Still, watch the scene again if you have any doubts. It’s disturbing. The book heightens the sexual assault imagery, I think, but it’s all there in some form in the film–Rey is restrained, Ren says he can take whatever he wants, and Ren appears to enjoy asserting dominance over Rey and being able to subjugate her and penetrate her mind.

What’s amazing to me–and evidenced by the aforementioned forum–is that there is still a vocal contingent of people shipping Rey/Ren, or Reylo, or whatever else they want to call it. Even if we downplay the sexual assault imagery (and I do think it’s a little less on-the-nose in the film, but that’s just my two cents), Ren tortured Rey. No healthy relationship is likely to grow out of that–especially a romantic one.

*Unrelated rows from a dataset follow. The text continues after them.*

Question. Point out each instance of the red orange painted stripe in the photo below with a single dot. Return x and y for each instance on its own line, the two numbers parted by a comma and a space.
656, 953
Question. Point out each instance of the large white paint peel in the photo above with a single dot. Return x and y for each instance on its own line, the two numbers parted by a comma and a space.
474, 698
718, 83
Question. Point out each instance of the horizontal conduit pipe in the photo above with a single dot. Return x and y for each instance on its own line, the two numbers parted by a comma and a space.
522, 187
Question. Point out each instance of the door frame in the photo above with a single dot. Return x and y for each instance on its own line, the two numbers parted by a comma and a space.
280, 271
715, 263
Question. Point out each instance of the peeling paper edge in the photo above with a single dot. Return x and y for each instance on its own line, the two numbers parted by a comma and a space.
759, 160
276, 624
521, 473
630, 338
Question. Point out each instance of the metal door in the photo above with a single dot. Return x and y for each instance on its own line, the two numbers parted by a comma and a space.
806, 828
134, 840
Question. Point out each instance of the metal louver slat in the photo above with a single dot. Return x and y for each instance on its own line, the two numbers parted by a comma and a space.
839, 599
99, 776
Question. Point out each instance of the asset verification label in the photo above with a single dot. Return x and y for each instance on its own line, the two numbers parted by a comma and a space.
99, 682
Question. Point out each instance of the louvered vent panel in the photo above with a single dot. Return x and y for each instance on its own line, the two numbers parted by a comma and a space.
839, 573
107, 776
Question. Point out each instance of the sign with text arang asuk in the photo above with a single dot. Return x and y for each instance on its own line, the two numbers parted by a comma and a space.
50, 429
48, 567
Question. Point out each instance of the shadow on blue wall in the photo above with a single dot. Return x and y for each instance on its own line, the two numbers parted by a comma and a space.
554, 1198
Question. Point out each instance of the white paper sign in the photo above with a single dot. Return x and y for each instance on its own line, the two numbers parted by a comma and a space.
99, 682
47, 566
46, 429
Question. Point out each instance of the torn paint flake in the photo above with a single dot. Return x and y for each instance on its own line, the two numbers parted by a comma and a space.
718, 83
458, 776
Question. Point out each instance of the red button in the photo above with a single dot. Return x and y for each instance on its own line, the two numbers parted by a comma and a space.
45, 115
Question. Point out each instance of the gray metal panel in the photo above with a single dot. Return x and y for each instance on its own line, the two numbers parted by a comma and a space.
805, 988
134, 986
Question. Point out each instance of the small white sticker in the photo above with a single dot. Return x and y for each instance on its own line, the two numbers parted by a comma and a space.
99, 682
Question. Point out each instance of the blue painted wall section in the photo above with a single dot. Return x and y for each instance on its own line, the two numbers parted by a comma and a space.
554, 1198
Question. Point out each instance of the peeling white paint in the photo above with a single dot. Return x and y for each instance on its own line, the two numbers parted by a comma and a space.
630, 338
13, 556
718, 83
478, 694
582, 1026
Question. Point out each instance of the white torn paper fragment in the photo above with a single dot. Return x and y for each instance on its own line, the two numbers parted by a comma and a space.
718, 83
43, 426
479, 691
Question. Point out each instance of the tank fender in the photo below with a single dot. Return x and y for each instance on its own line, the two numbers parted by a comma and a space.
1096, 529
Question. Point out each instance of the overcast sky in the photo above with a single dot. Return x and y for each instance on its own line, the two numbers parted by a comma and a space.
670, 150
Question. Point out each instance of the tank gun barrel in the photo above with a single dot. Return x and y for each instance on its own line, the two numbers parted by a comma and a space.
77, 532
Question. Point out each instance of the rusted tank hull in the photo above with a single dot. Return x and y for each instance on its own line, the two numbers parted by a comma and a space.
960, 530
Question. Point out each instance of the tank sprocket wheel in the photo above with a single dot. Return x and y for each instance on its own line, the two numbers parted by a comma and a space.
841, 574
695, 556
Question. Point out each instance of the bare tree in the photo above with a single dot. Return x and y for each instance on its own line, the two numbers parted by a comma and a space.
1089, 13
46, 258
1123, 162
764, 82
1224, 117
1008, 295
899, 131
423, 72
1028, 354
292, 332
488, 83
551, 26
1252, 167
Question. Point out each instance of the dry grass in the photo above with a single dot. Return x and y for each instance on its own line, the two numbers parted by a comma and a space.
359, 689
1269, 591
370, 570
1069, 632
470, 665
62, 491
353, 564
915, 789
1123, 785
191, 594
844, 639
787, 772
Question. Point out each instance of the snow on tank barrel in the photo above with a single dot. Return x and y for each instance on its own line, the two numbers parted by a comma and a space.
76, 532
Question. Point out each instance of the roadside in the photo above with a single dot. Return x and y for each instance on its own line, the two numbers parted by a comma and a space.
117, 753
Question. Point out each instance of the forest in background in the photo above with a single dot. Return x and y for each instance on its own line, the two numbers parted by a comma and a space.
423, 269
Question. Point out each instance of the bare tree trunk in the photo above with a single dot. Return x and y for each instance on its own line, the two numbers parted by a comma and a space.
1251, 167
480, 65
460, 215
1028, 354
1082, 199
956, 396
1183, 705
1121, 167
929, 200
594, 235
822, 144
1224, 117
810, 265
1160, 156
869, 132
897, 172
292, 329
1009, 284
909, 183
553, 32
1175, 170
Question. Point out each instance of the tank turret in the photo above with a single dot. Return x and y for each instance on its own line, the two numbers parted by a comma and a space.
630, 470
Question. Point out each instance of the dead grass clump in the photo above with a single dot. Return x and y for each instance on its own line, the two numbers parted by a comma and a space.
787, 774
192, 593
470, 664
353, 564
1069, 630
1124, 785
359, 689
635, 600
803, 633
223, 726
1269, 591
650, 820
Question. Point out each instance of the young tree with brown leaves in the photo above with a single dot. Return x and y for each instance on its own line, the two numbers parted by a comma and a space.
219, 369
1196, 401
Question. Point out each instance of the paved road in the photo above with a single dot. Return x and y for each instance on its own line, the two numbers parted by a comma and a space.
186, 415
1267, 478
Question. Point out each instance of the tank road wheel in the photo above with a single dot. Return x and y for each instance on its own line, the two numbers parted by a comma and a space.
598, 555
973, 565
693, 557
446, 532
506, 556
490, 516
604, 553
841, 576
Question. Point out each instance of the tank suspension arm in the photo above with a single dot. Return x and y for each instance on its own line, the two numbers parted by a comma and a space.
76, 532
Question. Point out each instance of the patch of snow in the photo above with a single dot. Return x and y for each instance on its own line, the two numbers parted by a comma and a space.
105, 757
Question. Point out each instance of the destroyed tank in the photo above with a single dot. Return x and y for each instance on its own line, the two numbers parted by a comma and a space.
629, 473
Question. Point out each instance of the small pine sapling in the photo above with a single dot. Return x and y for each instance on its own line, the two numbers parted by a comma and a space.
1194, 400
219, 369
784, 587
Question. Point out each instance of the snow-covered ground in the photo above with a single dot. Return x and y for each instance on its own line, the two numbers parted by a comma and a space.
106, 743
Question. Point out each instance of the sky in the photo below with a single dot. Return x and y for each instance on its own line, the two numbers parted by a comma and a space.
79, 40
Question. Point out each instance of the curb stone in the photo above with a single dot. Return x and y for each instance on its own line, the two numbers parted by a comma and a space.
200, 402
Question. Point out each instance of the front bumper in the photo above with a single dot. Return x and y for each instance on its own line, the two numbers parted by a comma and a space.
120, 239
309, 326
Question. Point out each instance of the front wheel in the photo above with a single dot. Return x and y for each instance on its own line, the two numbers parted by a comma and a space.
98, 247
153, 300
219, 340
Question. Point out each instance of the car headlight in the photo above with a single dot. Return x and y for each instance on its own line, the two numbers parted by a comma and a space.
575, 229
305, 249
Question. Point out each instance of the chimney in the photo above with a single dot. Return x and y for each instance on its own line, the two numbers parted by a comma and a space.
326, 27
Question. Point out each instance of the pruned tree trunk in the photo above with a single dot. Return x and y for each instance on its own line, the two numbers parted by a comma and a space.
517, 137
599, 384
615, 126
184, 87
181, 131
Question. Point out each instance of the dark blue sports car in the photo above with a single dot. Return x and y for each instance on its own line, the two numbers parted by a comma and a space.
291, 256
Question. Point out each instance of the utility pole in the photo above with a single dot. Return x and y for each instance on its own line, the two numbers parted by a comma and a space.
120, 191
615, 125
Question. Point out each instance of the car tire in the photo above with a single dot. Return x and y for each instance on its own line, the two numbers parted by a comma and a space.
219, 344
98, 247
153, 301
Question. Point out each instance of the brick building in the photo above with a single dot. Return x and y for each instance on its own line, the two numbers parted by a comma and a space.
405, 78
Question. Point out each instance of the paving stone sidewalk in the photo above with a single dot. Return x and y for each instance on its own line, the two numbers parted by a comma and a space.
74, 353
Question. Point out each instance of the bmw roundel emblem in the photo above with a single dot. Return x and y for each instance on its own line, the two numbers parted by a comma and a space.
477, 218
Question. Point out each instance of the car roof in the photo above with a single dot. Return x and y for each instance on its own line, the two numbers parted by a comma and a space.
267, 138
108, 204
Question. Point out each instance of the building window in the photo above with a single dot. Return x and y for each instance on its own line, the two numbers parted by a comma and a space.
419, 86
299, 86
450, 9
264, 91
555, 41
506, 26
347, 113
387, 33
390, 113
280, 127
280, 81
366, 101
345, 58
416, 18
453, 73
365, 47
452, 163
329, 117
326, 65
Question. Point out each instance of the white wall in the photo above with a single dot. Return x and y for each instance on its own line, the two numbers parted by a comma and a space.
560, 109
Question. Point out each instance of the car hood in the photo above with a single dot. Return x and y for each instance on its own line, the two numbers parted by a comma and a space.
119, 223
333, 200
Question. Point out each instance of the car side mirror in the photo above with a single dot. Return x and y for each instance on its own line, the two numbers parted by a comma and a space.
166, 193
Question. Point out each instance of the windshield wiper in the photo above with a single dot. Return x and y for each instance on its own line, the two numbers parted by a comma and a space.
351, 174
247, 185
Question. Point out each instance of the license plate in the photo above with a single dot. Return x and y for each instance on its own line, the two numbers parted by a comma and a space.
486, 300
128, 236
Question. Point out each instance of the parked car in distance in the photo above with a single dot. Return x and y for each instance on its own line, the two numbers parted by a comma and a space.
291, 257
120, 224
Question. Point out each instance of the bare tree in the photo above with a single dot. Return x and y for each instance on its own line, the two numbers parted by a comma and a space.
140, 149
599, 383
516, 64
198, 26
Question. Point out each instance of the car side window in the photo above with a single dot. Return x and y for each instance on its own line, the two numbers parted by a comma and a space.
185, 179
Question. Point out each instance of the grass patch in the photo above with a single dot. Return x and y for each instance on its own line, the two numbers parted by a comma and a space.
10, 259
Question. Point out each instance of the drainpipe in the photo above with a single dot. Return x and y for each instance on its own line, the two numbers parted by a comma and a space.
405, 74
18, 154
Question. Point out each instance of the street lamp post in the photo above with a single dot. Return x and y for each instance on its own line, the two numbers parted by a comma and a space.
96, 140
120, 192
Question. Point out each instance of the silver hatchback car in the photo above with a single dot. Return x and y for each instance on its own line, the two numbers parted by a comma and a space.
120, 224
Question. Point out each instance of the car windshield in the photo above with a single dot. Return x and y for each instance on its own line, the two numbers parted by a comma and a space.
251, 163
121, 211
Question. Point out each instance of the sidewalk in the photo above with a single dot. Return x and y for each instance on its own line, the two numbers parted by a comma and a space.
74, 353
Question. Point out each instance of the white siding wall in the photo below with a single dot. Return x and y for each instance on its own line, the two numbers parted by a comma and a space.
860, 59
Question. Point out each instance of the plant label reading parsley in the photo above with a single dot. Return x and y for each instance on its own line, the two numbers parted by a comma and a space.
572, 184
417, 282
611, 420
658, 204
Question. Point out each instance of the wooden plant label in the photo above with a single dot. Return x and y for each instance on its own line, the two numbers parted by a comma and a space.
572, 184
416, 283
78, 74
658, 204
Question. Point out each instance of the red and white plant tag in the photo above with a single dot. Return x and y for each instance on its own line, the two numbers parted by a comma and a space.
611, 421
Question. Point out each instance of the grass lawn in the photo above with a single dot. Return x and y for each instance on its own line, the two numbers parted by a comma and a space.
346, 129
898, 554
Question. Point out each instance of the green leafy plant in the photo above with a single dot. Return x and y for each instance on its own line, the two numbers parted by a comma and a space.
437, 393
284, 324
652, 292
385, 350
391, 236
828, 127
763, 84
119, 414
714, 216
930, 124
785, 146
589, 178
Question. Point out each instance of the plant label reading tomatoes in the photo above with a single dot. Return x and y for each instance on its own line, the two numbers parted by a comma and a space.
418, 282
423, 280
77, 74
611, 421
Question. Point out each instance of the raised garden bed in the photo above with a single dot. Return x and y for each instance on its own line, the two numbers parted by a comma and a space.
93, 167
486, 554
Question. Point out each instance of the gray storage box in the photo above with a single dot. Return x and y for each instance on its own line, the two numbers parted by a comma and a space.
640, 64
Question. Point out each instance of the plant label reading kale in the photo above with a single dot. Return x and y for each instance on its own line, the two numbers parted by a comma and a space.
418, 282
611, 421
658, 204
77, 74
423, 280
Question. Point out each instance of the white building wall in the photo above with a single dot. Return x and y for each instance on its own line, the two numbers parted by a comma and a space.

It would make sense in the context of the prior films that Ren might ultimately be redeemed (Anakin, after all, murdered a master of the Order, a room full of children, and his mentor/best friend; directly contributed to the death of his wife; assisted in the destruction of an entire planet; tortured rebels just to torment them; and attempted to kill his own son). But “redemption” doesn’t need to mean that all past sins are simply forgiven, or that there is a big reset on a deeply toxic and troubling relationship (again looking at Anakin, he bought his redemption with his own life). Reylo adherents seem to be picking at straws, and while no romantic relationship is necessitated by The Force Awakens, it is rather bizarre to me that they would favor Reylo over the obvious chemistry and mutual attraction between Rey and Finn.


P.S. There also seem to be people who see little to no distinction between the “mind probe” Force power and the “mind trick” Force power. I think the distinction is important; the former seeks to dominate/penetrate a mind, while the latter only seeks to convince/persuade/influence. Wookieepedia does a good job as usual in breaking down the differences between the mind probe and the mind trick.